Their homecoming was an excuse for a vast party, given by his aunt, with the plantation house decked in flowers and steel bands playing on the beach. That night they went to the panelled master bedroom, in a part of the house Mandy hadn't seen before. Tenderly he undressed her and tenderly they made love in the big bed draped in pure linen and lace. Mandy felt as if her heart would break if she didn't tell him soon how she felt.

 

'I'm going to see Vincente,' announced Susannah the next morning. 'Shall I tell him you'll be visiting in the near future, Pascal?'

He made a face and quartered a slice of mango before answering. 'I suppose I'll have to,' he said shortly. 'I must check on his mail too. Not today, though. Mandy wants to see Herbert, the minibus driver. She said she promised to visit. We'll do that today. I'll call in on Beau Rivage tomorrow morning then go to the hospital in the afternoon.'

Mandy could sense his tension all through the boat journey to Soufriere, where Herbert lived. And when they set off in the taxi he'd hailed she tried to jolly him out of his mood because it hurt her when he was sad.

'It's very picturesque,' she said, admiring the faded elegance of the sun-bleached, wooden buildings in the old French fishing town. Many houses had verandas which were decorated with elaborate fretwork carvings, as if someone had been at work with an icing set.

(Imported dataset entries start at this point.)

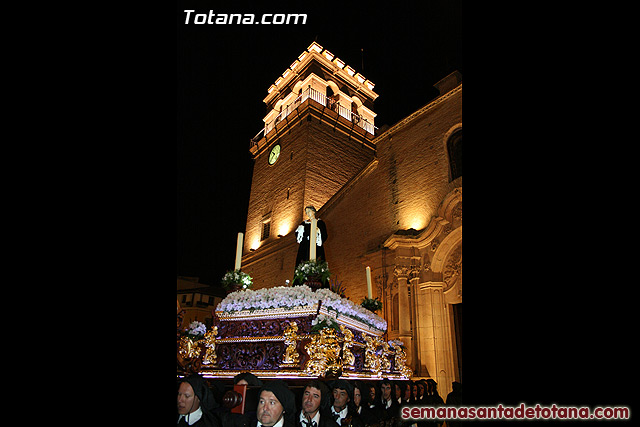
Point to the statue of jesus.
(303, 233)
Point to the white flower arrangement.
(324, 321)
(299, 296)
(196, 330)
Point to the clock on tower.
(317, 135)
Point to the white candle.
(239, 251)
(312, 248)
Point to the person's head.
(407, 391)
(310, 211)
(274, 402)
(187, 399)
(372, 393)
(247, 378)
(342, 394)
(357, 393)
(313, 397)
(398, 389)
(421, 388)
(270, 410)
(385, 389)
(432, 387)
(193, 393)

'It used to be the capital of St Lucia before they developed Castries in the north,' he said idly. 'The Empress Josephine played as a child at Mai Maison, not far from here.'

'Such glamour,' she sighed. 'I can imagine it all. The parties, the flirting...'

'We still know how to party,' he answered with a grin. 'I met Caroline at a smart version of the local jump-up.'

Mandy nodded. He'd promised to take her to one of the Friday-night jump-ups. Friday night, Saturday morning, loud music and dancing in the streets, hot food from street vendors... She suddenly realised that he'd mentioned his late wife and she might find out something about his past.

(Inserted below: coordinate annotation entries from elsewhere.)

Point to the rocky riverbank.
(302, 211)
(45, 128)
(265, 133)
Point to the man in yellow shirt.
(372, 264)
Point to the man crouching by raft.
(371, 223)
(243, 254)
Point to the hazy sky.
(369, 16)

'What was she like?' she asked tentatively. 'There aren't any photographs of her around.'

A shadow fell on his face. 'They were all burnt in the fire,' he answered heavily, and she reached out to cover his hand with hers in sympathy. 'Our house was further up the track from Beau Rivage. I designed and built it myself, with the help of the plantation carpenter. Nothing remains of it. The jungle has covered it all.'

'I can't bear to think of it!' she said, clasping her hands together passionately.

'Well—' he tensed his jaw '—you know how it is. You've been there too. I never said goodbye; that was the worst of it. I'd gone for an early-morning ride and had crept out of bed so as not to wake Caroline.'

'I suppose there's no doubt that it was your father who caused the fire?' she suggested hesitantly.

It made her heart go out to him to see him trying to control his emotions by unnecessarily smoothing the crease in his beige linen suit.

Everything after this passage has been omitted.